The short answer: GGUF for almost everything, MLX if you’re on Apple Silicon and want maximum speed, ONNX if you’re building a production app on Windows or deploying to a phone. Everything below explains why.
What Is GGUF?
GGUF (GPT-Generated Unified Format) is the file format used by llama.cpp, the C++ inference engine that powers Ollama, LM Studio, GPT4All, and most other local LLM tools. It replaced the older GGML format in August 2023.
A GGUF file is self-contained: it stores the model weights, tokenizer vocabulary, metadata, and a description of the architecture in a single binary file. The format supports mmap(), so the model doesn’t need to be fully loaded into RAM before inference starts — large models can be partially offloaded to disk without significant startup overhead.

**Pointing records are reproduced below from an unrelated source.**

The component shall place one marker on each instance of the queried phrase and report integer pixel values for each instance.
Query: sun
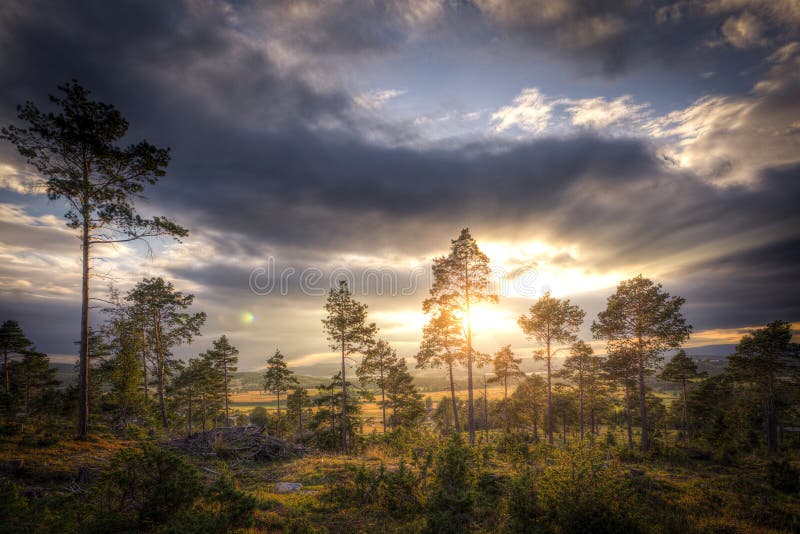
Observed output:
(487, 318)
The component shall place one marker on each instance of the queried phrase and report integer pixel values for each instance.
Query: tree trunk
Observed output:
(549, 394)
(383, 398)
(643, 408)
(83, 382)
(453, 399)
(204, 411)
(161, 396)
(5, 370)
(772, 419)
(161, 358)
(144, 368)
(300, 418)
(485, 411)
(580, 407)
(629, 415)
(344, 403)
(505, 402)
(685, 412)
(470, 407)
(189, 415)
(225, 384)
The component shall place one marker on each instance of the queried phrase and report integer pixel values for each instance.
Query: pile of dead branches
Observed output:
(238, 443)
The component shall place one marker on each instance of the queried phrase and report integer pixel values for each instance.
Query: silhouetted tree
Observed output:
(278, 378)
(506, 368)
(681, 369)
(13, 343)
(348, 333)
(551, 322)
(443, 343)
(168, 325)
(641, 321)
(296, 404)
(620, 369)
(77, 152)
(224, 358)
(527, 401)
(404, 399)
(767, 358)
(460, 280)
(32, 375)
(582, 368)
(122, 370)
(375, 366)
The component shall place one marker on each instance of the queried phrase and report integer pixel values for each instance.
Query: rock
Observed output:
(287, 487)
(33, 493)
(16, 465)
(83, 476)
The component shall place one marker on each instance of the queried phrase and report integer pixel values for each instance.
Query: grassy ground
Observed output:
(710, 496)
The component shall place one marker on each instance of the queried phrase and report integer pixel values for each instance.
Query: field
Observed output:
(245, 401)
(676, 493)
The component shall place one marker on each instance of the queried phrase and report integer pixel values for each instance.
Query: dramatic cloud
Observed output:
(319, 134)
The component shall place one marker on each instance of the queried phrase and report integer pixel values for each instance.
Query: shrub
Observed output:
(145, 487)
(451, 498)
(521, 511)
(783, 477)
(222, 509)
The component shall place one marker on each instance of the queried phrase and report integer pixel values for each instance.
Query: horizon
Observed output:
(582, 146)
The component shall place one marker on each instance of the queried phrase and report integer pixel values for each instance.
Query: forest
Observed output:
(638, 436)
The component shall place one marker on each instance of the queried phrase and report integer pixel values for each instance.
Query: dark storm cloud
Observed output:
(753, 287)
(271, 160)
(611, 36)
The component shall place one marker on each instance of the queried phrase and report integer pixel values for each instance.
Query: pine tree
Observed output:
(443, 344)
(78, 153)
(506, 369)
(527, 401)
(13, 343)
(767, 358)
(278, 378)
(122, 370)
(32, 376)
(551, 322)
(349, 334)
(681, 369)
(641, 321)
(297, 403)
(168, 324)
(461, 280)
(224, 358)
(620, 369)
(403, 397)
(582, 368)
(375, 366)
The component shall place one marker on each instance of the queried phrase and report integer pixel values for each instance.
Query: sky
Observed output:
(582, 142)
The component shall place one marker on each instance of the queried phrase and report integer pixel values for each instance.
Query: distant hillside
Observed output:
(254, 381)
(711, 351)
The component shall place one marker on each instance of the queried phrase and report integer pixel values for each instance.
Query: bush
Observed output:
(581, 492)
(145, 487)
(783, 477)
(521, 511)
(451, 498)
(222, 509)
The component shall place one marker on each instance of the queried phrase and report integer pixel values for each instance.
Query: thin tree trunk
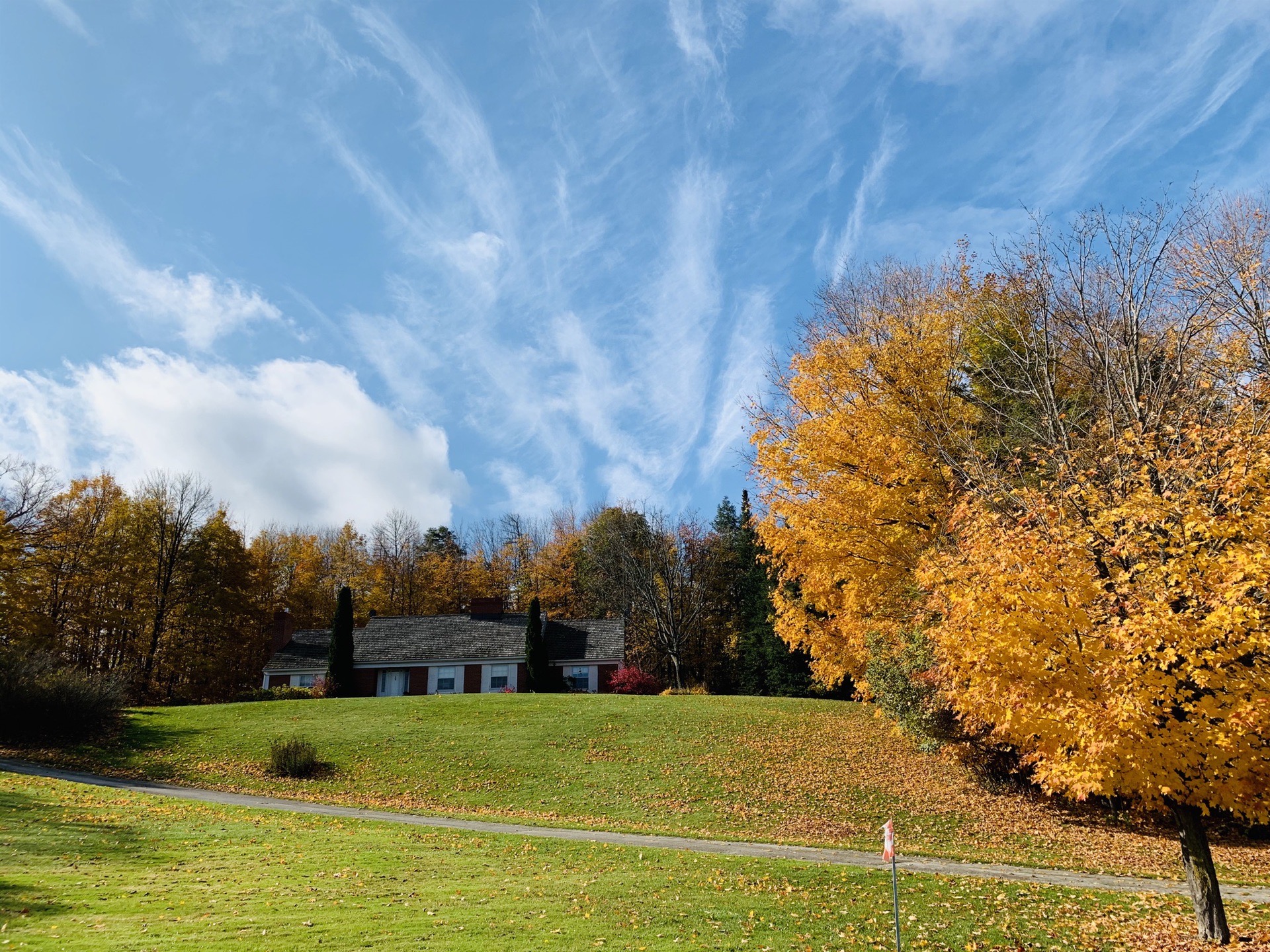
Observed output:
(1201, 875)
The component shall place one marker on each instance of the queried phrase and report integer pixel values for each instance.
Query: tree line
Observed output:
(158, 587)
(1025, 504)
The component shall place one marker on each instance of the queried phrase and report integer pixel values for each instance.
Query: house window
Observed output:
(393, 683)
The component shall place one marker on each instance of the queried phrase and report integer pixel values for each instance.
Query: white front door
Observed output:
(393, 683)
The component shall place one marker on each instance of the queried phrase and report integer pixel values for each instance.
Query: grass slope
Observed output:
(798, 771)
(88, 869)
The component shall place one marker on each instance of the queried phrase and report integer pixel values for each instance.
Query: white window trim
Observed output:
(433, 672)
(487, 676)
(381, 682)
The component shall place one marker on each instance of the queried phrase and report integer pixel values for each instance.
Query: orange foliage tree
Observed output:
(1056, 476)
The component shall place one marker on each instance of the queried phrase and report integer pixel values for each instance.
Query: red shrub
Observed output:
(633, 681)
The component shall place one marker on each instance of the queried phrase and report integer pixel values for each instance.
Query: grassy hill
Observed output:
(93, 870)
(814, 772)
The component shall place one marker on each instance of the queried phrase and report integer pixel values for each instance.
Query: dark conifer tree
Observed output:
(339, 664)
(766, 666)
(536, 651)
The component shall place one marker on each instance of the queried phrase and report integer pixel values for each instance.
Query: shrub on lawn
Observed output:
(633, 681)
(42, 701)
(282, 694)
(294, 757)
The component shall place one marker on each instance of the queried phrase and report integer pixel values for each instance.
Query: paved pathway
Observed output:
(767, 851)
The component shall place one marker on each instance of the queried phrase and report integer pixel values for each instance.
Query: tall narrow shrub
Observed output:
(339, 664)
(536, 649)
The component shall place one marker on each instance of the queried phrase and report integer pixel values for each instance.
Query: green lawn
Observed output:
(91, 869)
(798, 771)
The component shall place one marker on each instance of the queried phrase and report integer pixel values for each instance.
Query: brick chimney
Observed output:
(282, 629)
(487, 607)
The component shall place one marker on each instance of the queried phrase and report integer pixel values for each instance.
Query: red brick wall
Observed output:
(418, 682)
(605, 673)
(366, 682)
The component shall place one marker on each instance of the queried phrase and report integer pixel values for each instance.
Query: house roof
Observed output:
(458, 637)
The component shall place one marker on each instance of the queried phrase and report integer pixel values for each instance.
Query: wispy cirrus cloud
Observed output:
(38, 194)
(288, 441)
(66, 16)
(832, 254)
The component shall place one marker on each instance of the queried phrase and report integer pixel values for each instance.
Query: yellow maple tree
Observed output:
(1057, 473)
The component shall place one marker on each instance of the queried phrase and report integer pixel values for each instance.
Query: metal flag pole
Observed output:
(888, 852)
(894, 892)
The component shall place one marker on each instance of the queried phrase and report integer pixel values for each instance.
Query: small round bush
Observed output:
(294, 757)
(633, 681)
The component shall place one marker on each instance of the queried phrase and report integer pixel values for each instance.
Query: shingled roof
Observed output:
(458, 637)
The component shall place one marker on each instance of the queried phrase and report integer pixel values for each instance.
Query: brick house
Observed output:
(451, 654)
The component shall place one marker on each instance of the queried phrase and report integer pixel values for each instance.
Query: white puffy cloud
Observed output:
(38, 194)
(287, 441)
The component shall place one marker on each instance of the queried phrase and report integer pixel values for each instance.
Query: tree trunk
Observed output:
(1201, 875)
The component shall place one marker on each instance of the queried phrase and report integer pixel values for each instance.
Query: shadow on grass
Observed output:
(40, 834)
(143, 734)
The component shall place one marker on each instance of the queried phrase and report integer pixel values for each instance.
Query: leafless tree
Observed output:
(173, 507)
(397, 543)
(652, 565)
(26, 489)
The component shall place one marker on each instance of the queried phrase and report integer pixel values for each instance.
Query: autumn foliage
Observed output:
(1049, 475)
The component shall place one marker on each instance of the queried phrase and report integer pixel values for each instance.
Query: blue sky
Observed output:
(465, 258)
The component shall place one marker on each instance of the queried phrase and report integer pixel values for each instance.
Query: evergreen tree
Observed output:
(766, 663)
(536, 651)
(339, 666)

The main reason GGUF dominates local inference is its quantization library. The K_M series (Q4_K_M, Q5_K_M, Q8_0) uses mixed-precision quantization: attention layers are kept at slightly higher precision while feed-forward layers are compressed more aggressively. For a 7B model:
| Quant level | File size (7B) | Perplexity vs FP16 | Best for |
|---|---|---|---|
| Q4_K_M | ~4.5 GB | +0.054 ppl | Daily use; fits in 6 GB VRAM |
| Q5_K_M | ~5.3 GB | +0.042 ppl | Higher quality, still fast |
| Q8_0 | ~7.7 GB | ~+0.001 ppl | Near-lossless, 8 GB+ VRAM |
| IQ2_M | ~2.7 GB | +0.19 ppl | CPU-only, very tight RAM |
Q4_K_M is the default recommendation for most users. The ~0.054 perplexity increase over the full FP16 model is imperceptible in practice for chat and coding tasks. If you’re fitting a 7B model on a 6 GB GPU alongside your desktop, Q4_K_M is what you want. If RAM is no constraint, Q8_0 is effectively lossless.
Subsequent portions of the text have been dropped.